Mi spoke the truth, but avoided outright telling him they wanted the war to end. The soldiers recovered and then returned to their practice. Practice within the practice grounds. Practice on the ground.

Mi looked out the window. They could see across the street. From ground level, they could not see the trees from here.

“Good,” Jahan said. “Because other than cutting yourself on your dinner knife, or scraping a knee, none of us should see any more blood for some time.”

The world didn’t work like that. Mi knew it well. Yet Jahan’s hands were no longer wrapped. He was freed from what his hands had to do.

Mi wasn’t the same as them. They had scouted. Now they sat in bed, wondering why everyone still treated them as if they were made of glass.

“Fo should ask the doctor if there is a litter to take me to the ceremony.”

Jahan relaxes. “We’ll both go and get it.”

Mi couldn’t care less about the ceremony.

As Jahan and Fo went to get them their stretcher, Mi ran away.
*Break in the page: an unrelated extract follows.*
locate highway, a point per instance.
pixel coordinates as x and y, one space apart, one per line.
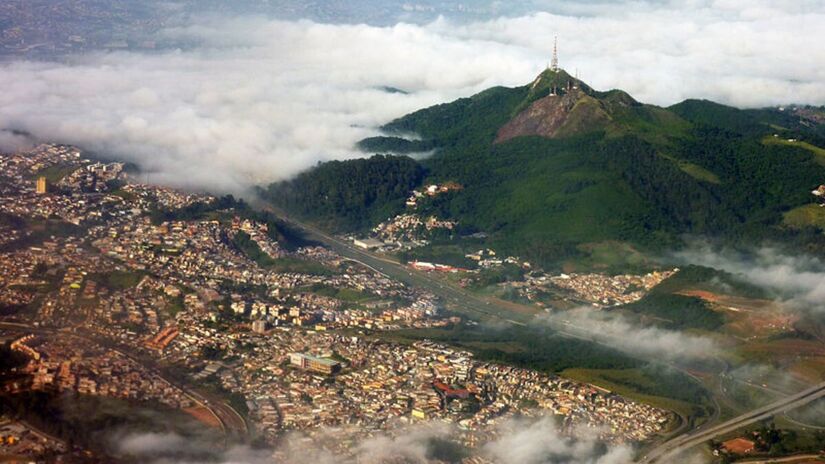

They could run. The most important thing of all – nothing stopped them from pushing their uniform over and running out of their room. They ran down the hallway and stopped at the front door. Peering out, Mi waited until they couldn’t see Jahan and Fo anymore. They waited until the coast was clear. Then they ran out the door and through the streets.

Mi was fast. This had always been true. A scout couldn’t be slow. A scout had to be fast everywhere they ended up. Even when another person noticed Mi, none could catch them. Mi was too fast. With no one expecting them, they could run right down the road and straight out of the city.

Mi almost expected not to make it. That they had some grievous injury they couldn’t recognize and that was why they had been laid up for several months, not allowed to return to the fight. But they made it. Nothing slowed them, other than the slight strain from muscles not recently used. Mi could feel their heart pounding, a good feeling. No one could stop them. They escaped.

The trees stood as tall as ever. They dwarfed the town. Mi’s true test began here. Perhaps here was where their hidden injury would strike out. Perhaps Fo and Jahan wanted to keep Mi from this. No, Jahan was envious. Mi’s mind came to that conclusion in a moment. Jahan was envious they were better at scouting. Jahan wanted to do it and told everyone Mi’s injuries were worse. Fo played along, continued to play along, because he worried without reason all the time.

Mi climbed, feeling free. Mi climbed, not feeling as their right hand couldn’t grip as tightly as it once did. Mi climbed, not realizing their boots remained on solid ground. Mi climbed, the stump of their left wrist pressing into the bark so hard as to scrape the raw skin.

With a smile, Mi’s mind was above. Where they could look down on the city. Look down on everything. Away from the ground, where somewhere their left hand had fallen.

As they used to, in their mind, they saw themselves above. Mi couldn’t have been happier. They leapt from branch to branch, soaring with grace and poise.